Even just building dashboards in Grafana, or seeing a notification pop up in Discord that a backup succeeded, gives a little hit of pride. Those moments make all the troubleshooting worth it. They’re also addictive once you solve one problem, you want to solve the next.

The Hidden Challenges: What Nobody Tells You

But let’s talk about the flip side. For every “wow” moment, there’s usually a “why is this broken?” night.

Hardware Surprises

Hardware is the first thing to catch you out. I’ve had drives die without warning, forcing me to scramble for a backup plan. I once spent a whole Saturday trying to move my setup from a 1TB SSD to a new 4TB external drive. What should have been a simple process turned into hours of wrestling with Docker volumes, mysterious file permissions, and more than a little self-doubt.

Network Headaches

And then there’s the network. Port forwarding, which I’d barely heard of before, suddenly became my new nemesis. My ISP kept changing my public IP address, breaking remote access just as I thought I’d figured it out. At one point, after hours of tinkering, I realized my router itself was blocking half the ports I needed. It wasn’t until I discovered tools like Tailscale (which creates a private VPN between your devices) that things started to make sense. But even then, every solution led to new things to learn.
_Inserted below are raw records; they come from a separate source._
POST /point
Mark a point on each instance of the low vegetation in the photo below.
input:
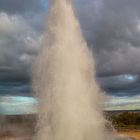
(126, 120)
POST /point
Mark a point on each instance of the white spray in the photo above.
(69, 98)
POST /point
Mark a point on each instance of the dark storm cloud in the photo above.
(113, 32)
(19, 6)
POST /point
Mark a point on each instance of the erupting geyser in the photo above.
(69, 98)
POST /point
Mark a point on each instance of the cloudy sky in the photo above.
(111, 29)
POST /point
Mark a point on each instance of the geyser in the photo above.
(69, 98)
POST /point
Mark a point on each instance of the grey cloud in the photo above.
(19, 6)
(19, 44)
(113, 33)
The Joy and Pain of Software Updates

Software updates are another mixed blessing. I’ve had a single dnf upgrade break my Nextcloud installation, leaving me with a sinking feeling as I googled error messages at 2 AM. Containers help, but not all apps play nicely together, and restoring from backup is the only time you discover if you’ve really been doing it right.

Maintenance Realities

And maintenance? It’s a time commitment, no matter what anyone says. Things break, usually when you least expect it. Family members notice downtime, and suddenly you’re on the hook for fixing the “home cloud” before dinner. I’ve learned the hard way to keep notes on what I’ve set up, because otherwise I forget my own steps a month later.
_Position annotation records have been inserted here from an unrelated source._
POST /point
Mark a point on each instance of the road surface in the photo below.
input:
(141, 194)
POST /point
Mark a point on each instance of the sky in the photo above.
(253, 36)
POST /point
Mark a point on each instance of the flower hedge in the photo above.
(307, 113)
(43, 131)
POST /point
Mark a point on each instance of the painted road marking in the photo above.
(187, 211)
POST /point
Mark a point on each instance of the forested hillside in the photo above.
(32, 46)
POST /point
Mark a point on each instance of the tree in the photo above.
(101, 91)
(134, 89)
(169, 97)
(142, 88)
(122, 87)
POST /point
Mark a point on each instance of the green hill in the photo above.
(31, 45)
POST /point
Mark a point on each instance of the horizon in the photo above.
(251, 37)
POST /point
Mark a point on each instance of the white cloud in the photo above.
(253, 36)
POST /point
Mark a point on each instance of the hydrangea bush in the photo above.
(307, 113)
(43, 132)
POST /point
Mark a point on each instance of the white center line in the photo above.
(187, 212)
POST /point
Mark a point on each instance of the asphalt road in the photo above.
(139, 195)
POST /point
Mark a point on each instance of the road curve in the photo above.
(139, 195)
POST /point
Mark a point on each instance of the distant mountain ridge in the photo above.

Lessons Learned and Practical Tips

If you’re thinking about self-hosting, my advice is to start simple. Pick one or two services you really want and get those running well before you branch out. Automate your backups and actually test restoring from them. Use containers when you can, because it makes upgrades and recovery so much easier. Monitoring is worth the setup, even if it’s just a basic “is this still running?” dashboard or a bot sending alerts.
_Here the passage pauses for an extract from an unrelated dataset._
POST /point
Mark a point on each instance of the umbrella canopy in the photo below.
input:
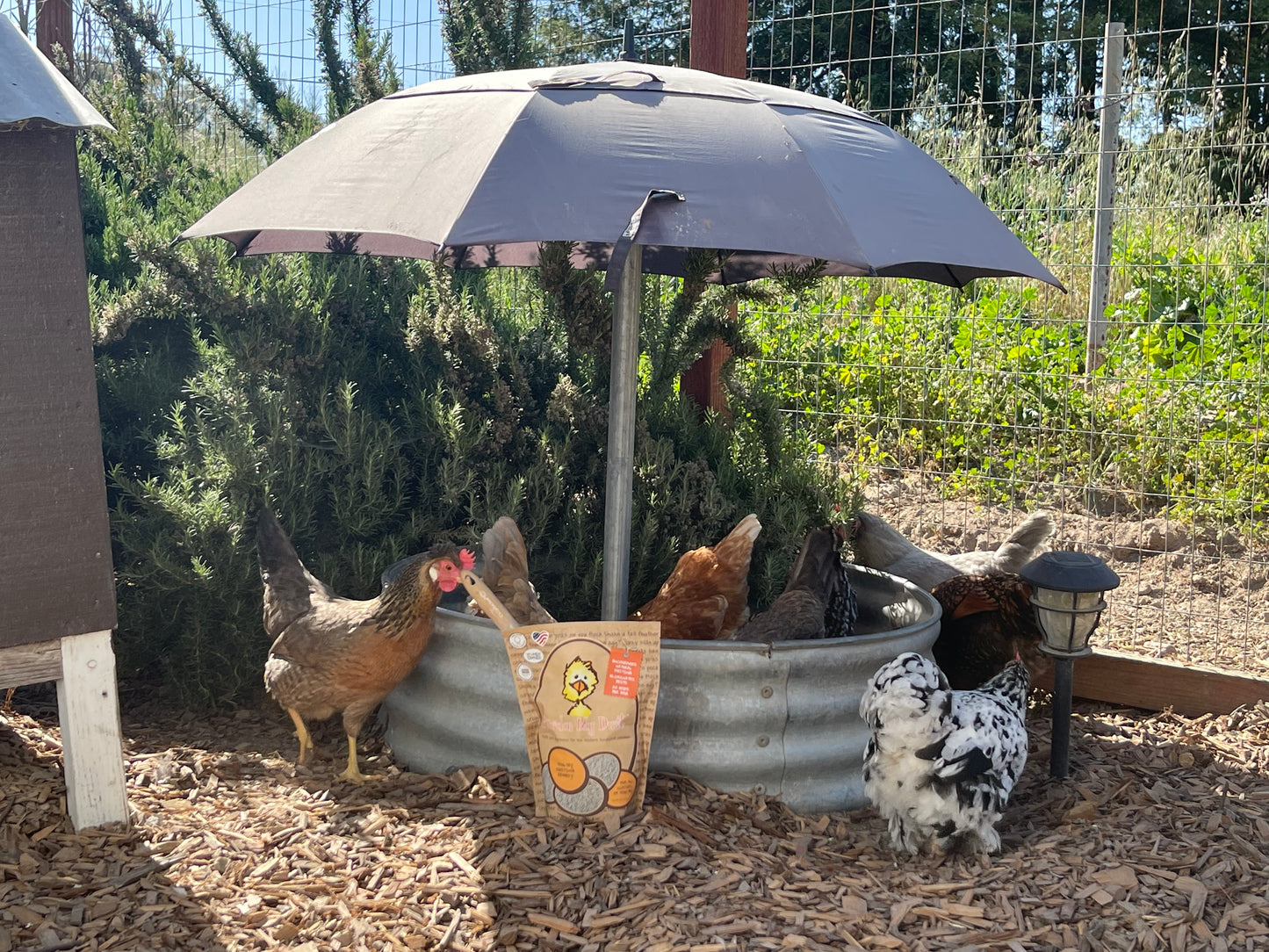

And above all, expect to make mistakes. That’s part of the process. Every little disaster is just a lesson for next time, and you do get better at anticipating what can go wrong.

Final Thoughts

Self-hosting is both empowering and humbling. When everything is running smoothly, there’s nothing quite like it. But the problems are real, and you’ll spend as much time fixing things as you do building them. Still, each time you get something working, it’s a genuine achievement. If you’re already on this journey, what’s been your biggest success or headache? If you’re just starting, what are you most worried about? I’m happy to help and would love to hear what you want to see next.